Sire: Presenting (GB)
Dam: Whoops A Daisy
Daisy, as she is known in the yard is a likeable filly who was impressive from the very first day that she stepped foot on the gallops and we were all devastated when she stopped very quickly in her first race at Ffos Llas. She was later found to be suffering from the thumps which is quite like an equine bout of the hiccups and caused by electrolyte imbalances. We have not come across this condition very often but other trainers said that they had horses who had suffered too and that there was no reason that it would happen again. However, we decided to leave no stone unturned and monitored her fractional electrolytes for the rest of the season. Her electrolyte balance is now back to normal but she was in need of a break so has enjoyed a summer holiday with Flintham and we are looking forward to getting her back to work soon.
Sire: Flemensfirth (USA)
Dam: Tart of Tipp (IRE)
Hayley is a massive 17 hand mare who had won a point to point in Ireland as a five year old before we bought her. The strain of doing that when she was clearly nowhere near fully mature had left her with some growing pains in her joints and so she has spent the year in the field to get over that. Before we decided that she needed that time, she had shown us a real engine which was not a surprise as she is out of a half sister to Plaid Maid who has given us Carruthers, Coneygree and Flintham. She is now so fat that she looks like a brood mare but we will give her a good long slow preparation and we cannot wait for the moment that she makes it to the racecourse.
Sire: Indian River (FR)
Dam: Stepitoutmary (IRE)
Known as Jack, he is everybody’s favourite in the yard. We bought him at the Cheltenham sale last year for £40k having won two point to points in Ireland. He took a bit of time to acclimatize to life in the UK and we had a bit of trouble with him tying up so he now lives in the field in the day and has an enlarged box at night which seems to suit him very well. He won easily at Ludlow ridden by Jaimie Moore who could not believe that we had bought him for so little and he was even more impressed when he finished fast up the Cheltenham hill having nearly been brought down three fences out. After that, he improved again and we were desperately disappointed that the ground dried so quickly at the end of the season and it was decided that he had too much potential as a chaser to be risked in tough ground. He has won over fences in the point to points in Ireland and did a lot of schooling with Coneygree in the run up to Punchestown which he did brilliantly so there’s plenty to look forward to!
Sire: Scorpion (IRE)
Dam: Don’t Waste It (IRE)
Bart is three-year-old gelding by Scorpion – a sire whose sons have a reputation for being a little highly strung. However, that was also said of Karinga Bay who is Coneygree’s sire, and our small set up with plenty of TLC is ideal for his type. Bart is a completely charming character, and we’re very excited by the potential he has already shown in training.

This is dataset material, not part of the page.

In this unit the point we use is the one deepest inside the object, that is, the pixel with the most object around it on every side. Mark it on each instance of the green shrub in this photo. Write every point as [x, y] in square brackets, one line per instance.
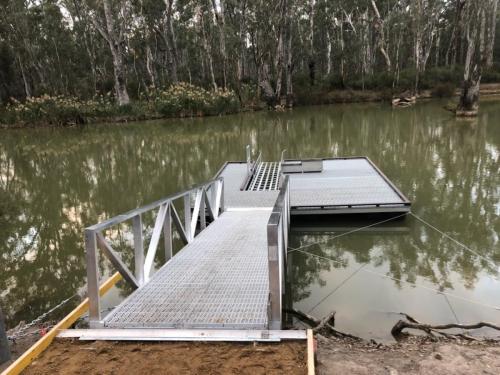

Heidi is a delightful miniature Shetland who has been with us since Alfie and Lily rode her in gymkhanas where she was rarely beaten. There was one particularly memorable incident at the local village show, when Mark was in charge of the lead rein. Alfie was just four years old and under Mark’s guidance they made a flying start to the apple bobbing. Mark hurled Alfie to the floor to retrieve his apple and although Alfie wasn’t quick they were still in with a chance, so Mark grabbed the child, threw him in the air and flew for home with Heidi scuttling behind him. Mark shrieked with delight as he crossed the line until he realised there were roars of laughter around him – Alfie was sitting on the ground at the other end of the course.
Soon afterwards Heidi retired from competitive life and became a travelling companion for the racehorses. Horses are herd animals and it makes a huge difference to them to have a friend both in the horsebox and in the racecourse stables.